Belangrijker nog was de symbolische betekenis: de stadsmuur, met zijn poorten en torens, vormde het zichtbare bewijs dat het hier ging om een gemeenschap van burgers of poorters, die haar eigen regels opstelde, haar eigen bestuurders koos en haar eigen burgers berechtte. Veel steden hadden op hun stadszegel dan ook een afbeelding staan van een muur, zelfs als die er in werkelijkheid niet was.

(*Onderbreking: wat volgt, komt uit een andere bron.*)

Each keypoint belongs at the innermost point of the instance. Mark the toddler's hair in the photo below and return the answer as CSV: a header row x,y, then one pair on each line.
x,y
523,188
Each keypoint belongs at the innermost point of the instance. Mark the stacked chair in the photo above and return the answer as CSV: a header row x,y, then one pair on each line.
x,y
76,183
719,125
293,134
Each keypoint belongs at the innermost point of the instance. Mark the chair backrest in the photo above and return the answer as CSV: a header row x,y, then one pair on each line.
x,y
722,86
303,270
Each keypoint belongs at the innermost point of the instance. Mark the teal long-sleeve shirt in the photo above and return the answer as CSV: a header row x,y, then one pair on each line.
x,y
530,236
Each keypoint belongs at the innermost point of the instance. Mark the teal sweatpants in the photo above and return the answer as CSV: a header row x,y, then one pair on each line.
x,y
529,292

Opmerkelijk is dat Amsterdam daar niet zo’n dringende behoefte aan leek te hebben. In de eerste stadsrechten van de stad kwam het woord ‘muur’ niet voor. Misschien was er domweg geen geld voor. Tot het einde van de vijftiende eeuw namen de Amsterdammers in ieder geval genoegen met een verdedigingsgracht. De bagger was opgeworpen tot een wal waarop een rij houten palen stond. Militair gesproken had zo’n primitieve rij van gepunte palen niet veel betekenis.

Uiteindelijk kwam de muur er toch. Het is niet duidelijk of Amsterdam zelf had besloten om er een te bouwen, of dat ze dit van hogerhand verplicht moest doen. De stadsmuur kwam er in ieder geval uit vrees voor aanslagen van plunderaars vanuit Utrecht en Gelderland. In de loop van de vijftiende eeuw was het stadsbestuur begonnen geld bij elkaar te schrapen om een muur aan te leggen: er werd een speciale belasting voor ingevoerd. Dat was geen populaire maatregel. De burgers moesten bovendien helpen bij het heien en graven. Alleen de rijke inwoners wisten zich hieraan te onttrekken door geld te storten of een paar duizend stenen te leveren.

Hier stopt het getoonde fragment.